Wciaz nie zrozumiale jak to jest ze tyle rac pseudo kibice wniesli na stadion,czyli wynika z tego ze ani policja,ani ochrona ich nie przetrzepala.Kibice Oswiecimscy powinni byc na przyszlosc dobitnie sprawdzeni i ilosc ich wyjazdu na mecz nie powinna przekraczac 50 osob.Zgoda policja byla,a dobrze wiedzieli ze przyjazd tak licznej grupy kibicow gosci wiaze ze soba jakies niebezpieczne ryzyko i wydano zgode na tak liczny przyjazd gosci.Natomiast osoby ktore naruszyly lamanie prawa musza byc pociagane do odpowiedzialnosci indywidualnej i tylko wtedy taka walka z lobuzeria na stadionie moze przyniesc poprawe bezpieczenstwa na stadionach.

kasza, 05.06.2017 19:01

Moim zdaniem firma ochroniarska nie dopełniła obowiązków....zostały wniesione petardy na mecz. I powinna również ponieść konsekwencje!
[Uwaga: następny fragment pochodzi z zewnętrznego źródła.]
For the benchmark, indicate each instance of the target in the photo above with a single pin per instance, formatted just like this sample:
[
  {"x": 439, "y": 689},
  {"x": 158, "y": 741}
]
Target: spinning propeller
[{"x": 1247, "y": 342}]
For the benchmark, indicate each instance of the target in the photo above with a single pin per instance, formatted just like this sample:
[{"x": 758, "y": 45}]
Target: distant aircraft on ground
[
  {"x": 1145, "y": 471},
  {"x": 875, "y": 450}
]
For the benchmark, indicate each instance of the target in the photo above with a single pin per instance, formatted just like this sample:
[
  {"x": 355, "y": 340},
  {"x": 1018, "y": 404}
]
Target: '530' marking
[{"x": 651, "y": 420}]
zandrychowa, 05.06.2017 17:25

Mam nadzieję że kara dla klubu będzie sroga a policja wyłapie i pociągnie do odpowiedzialności tych bandytów

mersi, 05.06.2017 16:07

Jak to wyodrebnienie ich jest trudne,skoro przeciez byli przez policje spisani wraz z lista imienna.Bledy w organizacji meczu sa,natomiast policja tez ma na sumieniu ze zgodzila sie na przyjazd tak licznej grupy kibicow i to jest ostrzezenie na przyszlosc,ze duze grupy kibicow trzeba na biezaco kontrolowac ich zachowanie,a nie przyzwalac na samowolke,bo potem dochodzi do nieszczescia na stadionie i kalectwa.Kibice z Oswiecimia powinni dostac przynajmniej roczny zakaz wyjazdowy na mecze,trzy mecze niczego ich nie naucza,gdzie oni nie pojada to szukaja mocnych wrazen i mecz wcale ich nie interesuje,ale jest jedynie przykrywka zeby jechac na mecz.